Women are more susceptible to insomnia – one survey states that three out of every four working mothers experience fatigue due to poor sleep. Insomnia comes in several forms: Either inability to fall asleep or inability to stay asleep. Also, it can be temporary (just once in a while due to travel, excitement or temporary stress); Short-term (lasting less than 3 weeks and usually due to worry or stress); Chronic (lasting more than 30 days and is either nightly or several times a week). Chronic insomnia is commonly due to a health condition. Taking medications give the feeling of sleeping do not take care of the REASON WHY you can’t sleep.

The reasons why people can’t sleep varies. Imbalance in hormones, an imbalance in the way the body manages blood sugar, or you might have a health disease that effects sleep. Restless leg syndrome, gastro-esophageal reflux disease, heart palpitations and hot flashes are common health conditions or symptoms effecting sleep. Poor sleep also will contribute to obesity! If one of these (or other conditions) prevent you from sleeping, healing the condition is necessary, not just medically managing it long term. The side effect of handling the condition responsible for limiting sleep is that not only will the condition be better, but the side effect will be of sleeping well!

I am amazed at how few people, who walk into my office for care, sleep well. In fact, it always surprises me when I ask the question “how is your sleep”, and they say “good”. When they are getting four to six hours of sleep a night on average.

It’s important to discover WHY my patients aren’t sleeping. What is the body telling us? Insomnia is nothing more than a warning flag from your body telling you something is wrong. There is something it needs that’s missing, or something it’s getting that is inhibiting function. Until that is addressed, sleep deprivation will persist. Until your blood sugar handling problems, such as hypoglycemia or cortisol imbalances are addressed, you will continue to have fatigue – not just insomnia-related, but lack of fuel to drive your energy machines-related as well. If your hormones are imbalanced, not only will you be sleep deprived, but you will have other symptoms you don’t need to have as well.

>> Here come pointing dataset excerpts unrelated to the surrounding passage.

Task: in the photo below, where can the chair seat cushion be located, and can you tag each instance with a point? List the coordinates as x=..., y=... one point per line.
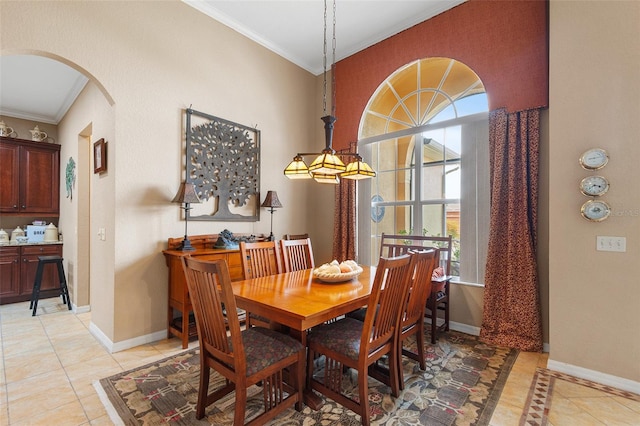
x=358, y=314
x=342, y=336
x=264, y=347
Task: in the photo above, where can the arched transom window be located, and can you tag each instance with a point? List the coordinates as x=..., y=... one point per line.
x=434, y=110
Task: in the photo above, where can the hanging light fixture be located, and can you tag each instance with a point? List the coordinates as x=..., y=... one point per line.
x=328, y=167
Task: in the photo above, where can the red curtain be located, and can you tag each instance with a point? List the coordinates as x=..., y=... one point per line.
x=344, y=217
x=511, y=296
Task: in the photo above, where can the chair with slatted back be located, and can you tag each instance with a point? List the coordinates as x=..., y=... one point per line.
x=296, y=236
x=244, y=358
x=412, y=319
x=394, y=245
x=259, y=259
x=297, y=254
x=349, y=343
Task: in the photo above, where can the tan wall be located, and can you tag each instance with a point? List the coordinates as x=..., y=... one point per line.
x=90, y=118
x=594, y=296
x=153, y=60
x=151, y=68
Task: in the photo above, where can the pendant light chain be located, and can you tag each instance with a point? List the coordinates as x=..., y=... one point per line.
x=328, y=167
x=324, y=62
x=333, y=65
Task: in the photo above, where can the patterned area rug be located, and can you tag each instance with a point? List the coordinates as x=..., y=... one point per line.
x=461, y=386
x=536, y=409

Herbs are helpful, however, you don’t want to use herbs to chase around the symptom – you still need to address the underlying cause. Several times a spinal shift located in the cervical area will be effecting many of my patients’ sleep. Acupuncture and Massage have shown to effectively help in assisting people sleep but again they tend to chase the symptom not the cause. When patients are treated for different health conditions in my office, one of the first things they notice is that they sleep better. Not because we are treating them for insomnia necessarily, but because we are treating the REASON WHY they have insomnia. That’s the real success!